In just the Over the past two months, the cybercriminal controlled botnet known as TrickBot has become, by action, the number one public enemy of the cybersecurity community. He survived the takedown attempts by Microsoft, a super-group of security companies, and even US Cyber Command. It now appears that the hackers behind TrickBot are trying a new technique to infect the deepest recesses of infected machines, going beyond their operating systems and into their firmware.
Security companies AdvIntel and Eclypsium today revealed that they have spotted a new component of the Trojan that TrickBot hackers use to infect machines. The previously undiscovered module checks for vulnerabilities in victimized computers that would allow hackers to plant a backdoor in deep code known as the Unified Extensible Firmware Interface, which is responsible for loading a device’s operating system during its start. Because UEFI sits on a chip on the computer’s motherboard outside of its hard drive, planting malicious code there would allow TrickBot to escape most virus detection, software updates, or even a total erasure and reinstallation of the computer operating system. It could also be used to “brick” target computers, corrupting their firmware to the point that the motherboard would need to be replaced.
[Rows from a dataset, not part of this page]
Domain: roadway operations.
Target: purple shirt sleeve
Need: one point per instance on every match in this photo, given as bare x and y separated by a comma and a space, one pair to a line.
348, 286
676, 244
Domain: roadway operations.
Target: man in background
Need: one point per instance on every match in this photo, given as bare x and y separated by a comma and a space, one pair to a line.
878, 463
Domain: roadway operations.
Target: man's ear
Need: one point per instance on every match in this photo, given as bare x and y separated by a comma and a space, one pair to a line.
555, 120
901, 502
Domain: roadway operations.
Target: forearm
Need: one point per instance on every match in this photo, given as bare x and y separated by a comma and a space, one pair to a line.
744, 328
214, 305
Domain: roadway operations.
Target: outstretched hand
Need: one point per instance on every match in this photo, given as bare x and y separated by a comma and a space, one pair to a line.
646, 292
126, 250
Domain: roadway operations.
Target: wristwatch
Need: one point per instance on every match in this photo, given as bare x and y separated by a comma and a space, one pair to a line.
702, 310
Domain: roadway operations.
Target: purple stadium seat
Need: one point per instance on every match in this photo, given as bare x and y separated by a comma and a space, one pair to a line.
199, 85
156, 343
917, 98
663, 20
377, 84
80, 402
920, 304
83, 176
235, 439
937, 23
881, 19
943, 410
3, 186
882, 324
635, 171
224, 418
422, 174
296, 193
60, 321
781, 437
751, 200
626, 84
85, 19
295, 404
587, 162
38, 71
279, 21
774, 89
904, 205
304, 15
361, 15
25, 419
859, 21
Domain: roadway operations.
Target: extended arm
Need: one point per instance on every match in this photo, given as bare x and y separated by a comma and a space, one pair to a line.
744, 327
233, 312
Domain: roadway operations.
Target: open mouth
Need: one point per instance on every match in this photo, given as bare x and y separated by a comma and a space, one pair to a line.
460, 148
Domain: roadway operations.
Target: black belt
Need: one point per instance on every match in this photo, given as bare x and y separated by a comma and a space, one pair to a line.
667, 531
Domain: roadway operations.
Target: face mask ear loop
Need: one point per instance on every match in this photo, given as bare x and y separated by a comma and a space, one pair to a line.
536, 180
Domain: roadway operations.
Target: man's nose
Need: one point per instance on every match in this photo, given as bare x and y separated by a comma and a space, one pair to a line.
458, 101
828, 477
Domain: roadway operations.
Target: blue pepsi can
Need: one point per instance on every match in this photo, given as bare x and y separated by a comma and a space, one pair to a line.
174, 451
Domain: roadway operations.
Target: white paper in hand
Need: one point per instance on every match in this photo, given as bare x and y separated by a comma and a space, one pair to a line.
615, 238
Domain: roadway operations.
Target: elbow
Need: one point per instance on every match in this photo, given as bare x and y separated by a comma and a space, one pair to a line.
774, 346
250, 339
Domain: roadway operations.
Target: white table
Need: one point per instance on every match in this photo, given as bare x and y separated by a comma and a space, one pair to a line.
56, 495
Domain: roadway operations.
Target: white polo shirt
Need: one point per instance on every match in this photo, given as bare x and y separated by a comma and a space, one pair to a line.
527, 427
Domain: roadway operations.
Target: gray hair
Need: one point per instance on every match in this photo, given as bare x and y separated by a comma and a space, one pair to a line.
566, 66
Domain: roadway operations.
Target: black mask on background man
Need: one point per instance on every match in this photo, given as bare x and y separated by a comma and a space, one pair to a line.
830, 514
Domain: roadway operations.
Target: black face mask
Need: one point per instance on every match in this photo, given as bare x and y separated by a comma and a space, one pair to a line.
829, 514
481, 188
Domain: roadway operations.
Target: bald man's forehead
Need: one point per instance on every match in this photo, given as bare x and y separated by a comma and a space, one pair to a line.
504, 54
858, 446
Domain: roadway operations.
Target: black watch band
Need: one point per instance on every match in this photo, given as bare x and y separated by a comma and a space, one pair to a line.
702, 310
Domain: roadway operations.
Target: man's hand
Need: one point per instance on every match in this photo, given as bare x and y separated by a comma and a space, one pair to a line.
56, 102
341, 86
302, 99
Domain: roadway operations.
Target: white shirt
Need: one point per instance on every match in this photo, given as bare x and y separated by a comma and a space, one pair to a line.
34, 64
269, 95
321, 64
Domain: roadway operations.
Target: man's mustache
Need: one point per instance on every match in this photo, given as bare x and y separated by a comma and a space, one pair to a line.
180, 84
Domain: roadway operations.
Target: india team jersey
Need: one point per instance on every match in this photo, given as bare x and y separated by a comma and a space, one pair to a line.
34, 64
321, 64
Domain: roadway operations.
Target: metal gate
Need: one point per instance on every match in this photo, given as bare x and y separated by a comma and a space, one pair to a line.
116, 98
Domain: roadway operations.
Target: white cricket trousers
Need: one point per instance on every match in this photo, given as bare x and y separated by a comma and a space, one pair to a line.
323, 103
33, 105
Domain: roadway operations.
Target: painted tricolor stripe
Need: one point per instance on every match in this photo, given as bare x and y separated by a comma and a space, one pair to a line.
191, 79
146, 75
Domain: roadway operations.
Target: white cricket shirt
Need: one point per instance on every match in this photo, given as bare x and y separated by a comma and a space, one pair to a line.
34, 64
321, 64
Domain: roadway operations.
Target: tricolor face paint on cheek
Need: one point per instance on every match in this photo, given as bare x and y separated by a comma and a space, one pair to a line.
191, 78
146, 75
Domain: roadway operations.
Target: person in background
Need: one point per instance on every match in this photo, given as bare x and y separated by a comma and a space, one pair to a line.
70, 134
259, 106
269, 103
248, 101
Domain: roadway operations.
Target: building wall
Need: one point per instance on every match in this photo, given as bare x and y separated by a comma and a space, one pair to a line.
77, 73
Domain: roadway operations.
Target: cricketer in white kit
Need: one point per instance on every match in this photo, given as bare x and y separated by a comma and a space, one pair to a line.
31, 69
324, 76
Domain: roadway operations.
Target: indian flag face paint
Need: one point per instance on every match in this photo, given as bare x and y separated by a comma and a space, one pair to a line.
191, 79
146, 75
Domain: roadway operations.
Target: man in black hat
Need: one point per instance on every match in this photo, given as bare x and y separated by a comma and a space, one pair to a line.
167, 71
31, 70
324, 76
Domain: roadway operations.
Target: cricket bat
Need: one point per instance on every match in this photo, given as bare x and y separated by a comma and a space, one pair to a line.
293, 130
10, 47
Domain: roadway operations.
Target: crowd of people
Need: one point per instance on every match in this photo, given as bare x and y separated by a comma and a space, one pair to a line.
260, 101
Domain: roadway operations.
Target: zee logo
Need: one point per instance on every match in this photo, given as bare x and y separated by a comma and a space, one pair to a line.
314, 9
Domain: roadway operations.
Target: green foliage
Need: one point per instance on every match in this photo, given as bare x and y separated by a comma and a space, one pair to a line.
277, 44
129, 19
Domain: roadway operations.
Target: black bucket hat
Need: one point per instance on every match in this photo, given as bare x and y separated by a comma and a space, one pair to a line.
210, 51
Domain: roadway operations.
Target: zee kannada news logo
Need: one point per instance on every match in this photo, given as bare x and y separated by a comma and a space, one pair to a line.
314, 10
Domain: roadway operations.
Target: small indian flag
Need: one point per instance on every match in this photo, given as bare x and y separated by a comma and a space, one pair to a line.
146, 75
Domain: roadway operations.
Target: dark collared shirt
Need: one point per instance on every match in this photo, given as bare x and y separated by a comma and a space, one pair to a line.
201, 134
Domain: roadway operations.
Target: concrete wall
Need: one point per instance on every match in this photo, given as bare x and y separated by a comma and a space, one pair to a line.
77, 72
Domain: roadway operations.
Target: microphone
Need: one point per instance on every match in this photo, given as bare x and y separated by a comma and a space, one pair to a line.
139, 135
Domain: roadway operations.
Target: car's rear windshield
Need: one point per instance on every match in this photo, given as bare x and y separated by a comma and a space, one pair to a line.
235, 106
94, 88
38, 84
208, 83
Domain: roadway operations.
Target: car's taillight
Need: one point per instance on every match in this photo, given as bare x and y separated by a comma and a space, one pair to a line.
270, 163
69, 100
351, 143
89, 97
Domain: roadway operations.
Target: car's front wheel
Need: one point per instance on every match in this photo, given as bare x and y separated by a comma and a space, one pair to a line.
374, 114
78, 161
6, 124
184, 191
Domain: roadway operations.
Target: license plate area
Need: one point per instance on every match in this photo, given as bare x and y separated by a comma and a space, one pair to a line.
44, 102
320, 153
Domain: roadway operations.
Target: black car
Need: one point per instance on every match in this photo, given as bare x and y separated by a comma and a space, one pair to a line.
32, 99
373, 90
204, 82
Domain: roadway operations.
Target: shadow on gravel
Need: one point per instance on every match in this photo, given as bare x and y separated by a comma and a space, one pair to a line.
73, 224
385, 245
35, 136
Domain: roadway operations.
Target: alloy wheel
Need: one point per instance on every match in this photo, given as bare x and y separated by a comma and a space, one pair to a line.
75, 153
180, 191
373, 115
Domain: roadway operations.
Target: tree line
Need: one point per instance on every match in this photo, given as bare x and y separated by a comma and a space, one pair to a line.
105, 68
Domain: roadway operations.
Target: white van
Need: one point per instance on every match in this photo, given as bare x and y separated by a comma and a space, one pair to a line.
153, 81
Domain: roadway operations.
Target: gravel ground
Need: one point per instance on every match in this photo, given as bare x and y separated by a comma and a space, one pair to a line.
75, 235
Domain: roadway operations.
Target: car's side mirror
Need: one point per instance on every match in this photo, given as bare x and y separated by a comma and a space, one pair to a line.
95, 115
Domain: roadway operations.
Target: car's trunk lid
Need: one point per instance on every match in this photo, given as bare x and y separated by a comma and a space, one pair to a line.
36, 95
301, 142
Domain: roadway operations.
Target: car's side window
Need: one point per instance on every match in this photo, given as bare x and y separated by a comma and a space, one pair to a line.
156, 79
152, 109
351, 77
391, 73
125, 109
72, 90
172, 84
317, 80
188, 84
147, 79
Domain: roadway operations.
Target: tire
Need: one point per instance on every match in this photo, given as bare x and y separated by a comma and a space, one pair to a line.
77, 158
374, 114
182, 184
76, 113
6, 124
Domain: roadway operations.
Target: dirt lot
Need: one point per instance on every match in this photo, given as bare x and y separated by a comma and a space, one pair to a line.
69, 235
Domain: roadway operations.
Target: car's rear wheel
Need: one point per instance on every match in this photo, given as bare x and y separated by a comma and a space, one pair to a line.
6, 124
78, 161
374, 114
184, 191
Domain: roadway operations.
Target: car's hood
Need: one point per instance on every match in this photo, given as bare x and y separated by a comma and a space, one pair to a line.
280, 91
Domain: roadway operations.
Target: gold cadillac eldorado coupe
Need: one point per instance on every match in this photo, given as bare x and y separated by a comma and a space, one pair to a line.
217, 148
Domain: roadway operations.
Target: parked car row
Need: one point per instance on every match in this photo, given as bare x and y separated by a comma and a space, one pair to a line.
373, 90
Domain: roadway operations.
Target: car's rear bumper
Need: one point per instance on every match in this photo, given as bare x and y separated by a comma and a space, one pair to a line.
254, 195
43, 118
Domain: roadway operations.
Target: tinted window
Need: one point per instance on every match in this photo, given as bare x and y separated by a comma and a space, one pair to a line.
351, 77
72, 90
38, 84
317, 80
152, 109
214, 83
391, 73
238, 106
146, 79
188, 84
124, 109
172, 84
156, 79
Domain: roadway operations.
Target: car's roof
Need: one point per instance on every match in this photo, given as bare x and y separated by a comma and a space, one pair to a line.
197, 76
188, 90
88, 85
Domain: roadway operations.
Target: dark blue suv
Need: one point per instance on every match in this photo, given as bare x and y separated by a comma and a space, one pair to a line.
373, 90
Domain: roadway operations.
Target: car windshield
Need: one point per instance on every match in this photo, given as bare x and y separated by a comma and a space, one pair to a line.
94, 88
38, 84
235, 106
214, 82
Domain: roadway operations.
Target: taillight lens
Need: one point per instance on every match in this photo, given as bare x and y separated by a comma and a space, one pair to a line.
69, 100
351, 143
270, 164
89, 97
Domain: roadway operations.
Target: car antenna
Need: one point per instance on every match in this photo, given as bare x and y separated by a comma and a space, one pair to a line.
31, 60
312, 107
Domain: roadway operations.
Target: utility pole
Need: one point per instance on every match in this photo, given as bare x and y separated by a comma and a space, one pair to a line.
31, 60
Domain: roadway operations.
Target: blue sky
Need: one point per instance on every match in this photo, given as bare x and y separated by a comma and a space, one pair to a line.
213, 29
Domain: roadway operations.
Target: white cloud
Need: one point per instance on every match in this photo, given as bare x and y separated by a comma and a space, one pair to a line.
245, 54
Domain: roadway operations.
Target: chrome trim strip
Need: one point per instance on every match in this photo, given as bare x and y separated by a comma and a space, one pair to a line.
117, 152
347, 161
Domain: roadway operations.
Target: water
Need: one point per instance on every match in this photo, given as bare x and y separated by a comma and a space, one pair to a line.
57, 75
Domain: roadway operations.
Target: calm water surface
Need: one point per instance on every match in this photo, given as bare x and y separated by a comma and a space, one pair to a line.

The use by TrickBot operators of this technique, which researchers call “TrickBoot”, makes the hacker group one of the few – and the first that is not sponsored by the state – to have experimented in the nature with UEFI-targeted malware, says Vitali Kremez, cybersecurity researcher for AdvIntel and CEO of the company. But TrickBoot also represents an insidious new tool in the hands of a brazen group of criminals – one that has already used its presence within organizations to vegetable ransomware and teamed up with North Korean hackers focused on theft. “The group is looking for new ways to achieve very advanced persistence on systems, survive all software updates and get deep into the firmware,” says Kremez. If they do manage to penetrate the firmware of a victim machine, Kremez adds, “the possibilities are endless, from destruction to taking control of the system.”
While TrickBoot searches for a vulnerable UEFI, researchers have yet to observe the actual code that would compromise it. Kremez believes that hackers probably only download a firmware hacking payload to certain vulnerable computers once they are identified. “We think they hand-picked high value targets of interest,” he says.
The hackers behind TrickBot, generally considered to be based in Russia, have gained a reputation as some of the most dangerous hackers on the internet. Their botnet, which at its peak included more than a million slave machines, has been used to implant ransomware like Ryuk and Conti into the networks of countless victims, including hospitals and medical research centers. The botnet was considered threatening enough that two separate operations attempted to disrupt it in October: One, led by a group of companies including Microsoft, ESET, Symantec and Lumen Technologies, sought to use court orders to cut TrickBot’s connections to US-based command and control servers. Another concurrent US Cyber Command operation essentially hacked the botnet, sending new configuration files to its compromised computers designed to cut them off from TrickBot operators. It is not known to what extent the hackers rebuilt TrickBot, although they have added at least 30,000 victims to their collection since then by compromising new computers or buying access from other hackers, according to the security company. Hold Security.
AdvIntel’s Kremez discovered TrickBot’s new firmware-centric feature – whose modular design allows it to download new components on the fly to victims’ computers – in a sample of the malware in late October, just after the two. withdrawal attempts. He believes this could be part of an attempt by TrickBot operators to gain a foothold that can survive on target machines despite the growing notoriety of their malware in the security industry. “Because the whole world is watching, they’ve lost a lot of robots,” Kremez says. “So their malware has to be stealthy, and that’s why we think they’ve focused on this mod.”
After determining that the new code was aimed at firmware interference, Kremez shared the module with Eclypsium, which specializes in firmware and microarchitecture security. Eclypsium analysts determined that the new component found by Kremez did not actually modify the firmware of a victim PC itself, but rather looked for a common vulnerability in Intel UEFIs. PC makers that implement Intel’s UEFI firmware often do not set certain bits of this code designed to prevent tampering. Eclypsium estimates that the configuration problem persists in tens of millions, if not hundreds of millions of PCs. “They are able to look and identify, OK, that’s a target we’re going to be able to make this firmware-based attack on more invasive or more persistent,” said Jesse Michaels, principal investigator at Eclypsium. “It seems valuable for this type of generalized campaign where their specific objectives may be ransomware, brick systems, the ability to persist in environments.”